Lee had an impulse to pour himself a Scotch, but decided against it—he needed his mind clear for the encounter. When the downstairs bell rang he took a deep breath and buzzed her into the building.

Her footsteps on the carpeted stairs were light and quick, the tread of a young person. He opened the door and fixed a smile on his face. She entered in a cloud of lilac perfume, and as soon as he breathed the aroma, he inhaled the memories of that time in his life along with it. It all felt so long ago.

She had changed very little—tall and thin and so pale that she always reminded him of an albino. She wasn’t an albino, she had told him in their first session together, but her pallid skin lacked the shade and depth of ordinary skin; it looked two dimensional, like paper. She wasn’t exactly pretty—her nose was too big and her lips were too thin—but she was striking, and she knew it.

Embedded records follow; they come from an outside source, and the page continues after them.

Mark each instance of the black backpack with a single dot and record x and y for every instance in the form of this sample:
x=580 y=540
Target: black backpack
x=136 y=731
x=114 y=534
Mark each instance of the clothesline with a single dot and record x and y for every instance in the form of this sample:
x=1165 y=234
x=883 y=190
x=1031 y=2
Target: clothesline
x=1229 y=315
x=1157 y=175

She took in the apartment with one nervous glance, probably noticing more than she appeared to. Lee remembered her IQ was 160, or so she had claimed. That could have been a fiction, of course—much of what she had told him was. She was one of his earliest patients, and he had not yet acquired the skill of seeing through the myriad lies and obfuscations of the narcissistic personality. Still, there was no doubt that Ana was bright—very bright. Her sessions may have been frustrating, but at least they were never dull.

She slipped off her gray raincoat and dangled it from her outstretched arm, as though she expected Lee to take it from her. That was so like her—her helplessness always had an aggressive quality, and she could turn even a small gesture like removing her coat into a demand. Evidently years of therapy had failed to change this. He suppressed a sigh and took the coat, hanging it on the antique bentwood coatrack his mother had found at an estate sale in Bucks County.

“Do you have any coffee?” she asked, rubbing her thin hands together and blowing on them.

Another demand. Lee was flooded with relief that they would not be continuing their sessions together. He had always done his best to disguise one of the uglier truths of the therapeutic relationship: there were some patients he just didn’t like. If his enmity toward a patient ever threatened to compromise his effectiveness, he would find an excuse to suggest they seek out another therapist, but in the case of Ana Watkins, his dislike of her didn’t become entirely apparent to him until after their last session together.